The event is staged in huge, glowing, sequestred rooms which took one’s imagination to any number of Georgian houses in London squares. So there’s plenty to get your teeth into. When didn’t architects live in houses more gorgeous or viable than those they design? And yet, when that old joke’s been made, isn’t this show right to make us remember that much modern architecture has been wonderful?
Before I visited Tomorrow, I was happily ignorant of the agenda of its creators, as displayed in their previous works. They seem to be pretty Euro-normal arty-leftists. But here, they seem to be channelling Baron Corvo, Le Corbusier, the Architectural Association and Anthony Blunt, in a giddy mix which is not a muddle, and is surprisingly plausible. It is all deeply camp.

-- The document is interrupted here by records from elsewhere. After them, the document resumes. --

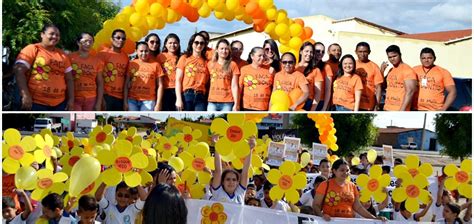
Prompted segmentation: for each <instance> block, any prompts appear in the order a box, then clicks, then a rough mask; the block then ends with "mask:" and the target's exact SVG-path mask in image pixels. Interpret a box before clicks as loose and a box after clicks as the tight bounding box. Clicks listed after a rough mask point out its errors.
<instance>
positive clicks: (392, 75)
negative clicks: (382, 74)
mask: <svg viewBox="0 0 474 224" xmlns="http://www.w3.org/2000/svg"><path fill="white" fill-rule="evenodd" d="M385 51H386V53H387V57H388V60H389V61H390V63H391V64H392V65H393V68H391V70H390V71H389V72H388V75H387V94H386V97H385V106H384V110H387V111H394V110H399V111H405V110H410V106H411V102H412V100H413V95H414V93H415V91H416V82H417V81H416V80H417V78H416V73H415V71H414V70H413V69H412V68H411V67H410V66H408V65H407V64H405V63H403V61H402V53H401V52H400V47H398V46H397V45H390V46H389V47H388V48H387V49H386V50H385ZM387 67H388V63H387V62H384V63H382V66H381V72H382V73H383V72H384V71H385V69H387Z"/></svg>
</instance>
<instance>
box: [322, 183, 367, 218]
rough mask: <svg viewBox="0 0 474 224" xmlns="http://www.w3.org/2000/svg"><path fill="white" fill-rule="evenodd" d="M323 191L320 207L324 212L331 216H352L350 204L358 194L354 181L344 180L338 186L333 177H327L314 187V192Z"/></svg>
mask: <svg viewBox="0 0 474 224" xmlns="http://www.w3.org/2000/svg"><path fill="white" fill-rule="evenodd" d="M328 183H329V186H328ZM326 189H327V193H326ZM324 193H326V197H325V199H324V202H323V208H322V210H323V213H324V214H328V215H329V216H331V217H343V218H354V210H353V209H352V205H353V204H354V202H355V199H356V197H358V196H359V191H358V190H357V186H356V185H355V184H354V183H352V182H350V181H346V182H345V184H344V185H343V186H340V185H338V184H337V183H336V180H335V179H329V180H328V181H325V182H322V183H321V184H320V185H319V186H318V188H317V189H316V194H318V195H324Z"/></svg>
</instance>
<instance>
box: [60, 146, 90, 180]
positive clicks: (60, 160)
mask: <svg viewBox="0 0 474 224" xmlns="http://www.w3.org/2000/svg"><path fill="white" fill-rule="evenodd" d="M83 153H84V150H83V149H82V148H81V147H74V148H72V150H71V151H70V152H68V153H65V154H64V156H63V157H61V159H60V160H59V163H60V164H61V165H62V166H63V169H62V172H64V173H66V174H67V175H71V170H72V167H73V166H74V164H76V162H77V161H79V159H81V156H82V154H83Z"/></svg>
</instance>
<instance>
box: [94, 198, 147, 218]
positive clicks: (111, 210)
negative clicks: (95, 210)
mask: <svg viewBox="0 0 474 224" xmlns="http://www.w3.org/2000/svg"><path fill="white" fill-rule="evenodd" d="M144 205H145V202H144V201H142V200H140V199H138V200H137V202H135V203H134V204H131V205H129V206H128V207H127V208H126V209H125V210H124V211H123V212H119V211H118V209H117V206H116V205H114V204H112V203H110V202H109V201H107V199H105V198H102V199H101V200H100V202H99V207H100V208H101V209H103V210H104V212H105V215H106V216H105V221H104V223H106V224H113V223H120V224H132V223H135V218H136V217H137V214H138V213H139V212H140V211H141V210H142V209H143V206H144Z"/></svg>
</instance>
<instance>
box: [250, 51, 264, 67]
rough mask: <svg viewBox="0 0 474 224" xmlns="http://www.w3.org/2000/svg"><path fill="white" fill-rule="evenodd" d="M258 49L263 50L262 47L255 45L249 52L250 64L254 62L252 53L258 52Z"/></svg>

Moreover, this show is not at all hectoring. There is a real unhappiness to be mined in the large aesthetic issues about architecture in Britain. One really can imagine a man such as Swann longing to prolong the burst of creativity which characterised some socialist public housing in the 1970s, as we see in Camden Town, Kentish Town and Pimlico still. One could easily conceive of there being an affluent but serious man squandering his wealth and hope in such a mission. Why might he not be elegant and intent?

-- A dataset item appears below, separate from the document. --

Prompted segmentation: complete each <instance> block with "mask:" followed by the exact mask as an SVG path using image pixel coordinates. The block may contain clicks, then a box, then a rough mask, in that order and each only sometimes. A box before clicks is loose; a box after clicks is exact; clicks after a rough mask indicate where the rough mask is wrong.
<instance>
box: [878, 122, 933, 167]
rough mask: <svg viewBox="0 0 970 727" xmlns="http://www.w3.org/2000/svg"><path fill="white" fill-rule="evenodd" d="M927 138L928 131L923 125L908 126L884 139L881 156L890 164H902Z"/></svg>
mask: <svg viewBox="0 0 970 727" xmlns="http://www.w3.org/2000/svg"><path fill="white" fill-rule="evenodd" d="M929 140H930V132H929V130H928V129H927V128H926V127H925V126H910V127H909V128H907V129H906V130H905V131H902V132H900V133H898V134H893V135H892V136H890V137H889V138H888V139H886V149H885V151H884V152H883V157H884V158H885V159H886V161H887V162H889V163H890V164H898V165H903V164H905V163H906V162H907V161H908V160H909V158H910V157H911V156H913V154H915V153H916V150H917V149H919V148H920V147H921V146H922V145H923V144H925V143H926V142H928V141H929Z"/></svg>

I do by the way think it a bit odd that the V&A posits that he would, even in his decline and dotage, be attended by manservants in tails: that is hardly consistent with the story of neglect the show embodies. And it is not likely, either, that a stylish man would want those sorts of uniforms about him.
I do, further by the way, very much like the muddle which is the V&A. I like the way its curators are stuck with a semi-serious art-waffle (of the kind beautifully anatomised by Peter Aspden in last weekend’s FT), all about high purpose and layered meanings and accessibility. But then their offerings – Bowie and ballgowns amongst the crucifixes – are kitsch and elitist by turns, and sometimes simultaneously. It is the delicious problem of being a huge enterprise devoted to decoration and the decorative. What does a Drabbie, conformist, Auto-liberal, dumbed-down, PC, structuralist, theoretising, pseudo-dissident, faux-insurgent, half-baked, joke-academic artistic culture do when faced with a long history of achievement by classical, high-art, elitist creatives who were responding to the human longing to be uplifted, informed, and distracted by works which might pretty or sublime by turns?
One answer is that it can simply rely on the post modern sensibility – its being scattered and scatty. Whatever people have historically loved is OK by the V&A, and that there is no logic or argument that can be sketched to link the whole gorgeous mess is fine by them and us, really.
Tomorrow fits well into that. Oh, and the piece devoted to it in the V&A magazine for Autumn/Winter 2013 is instructive on the show.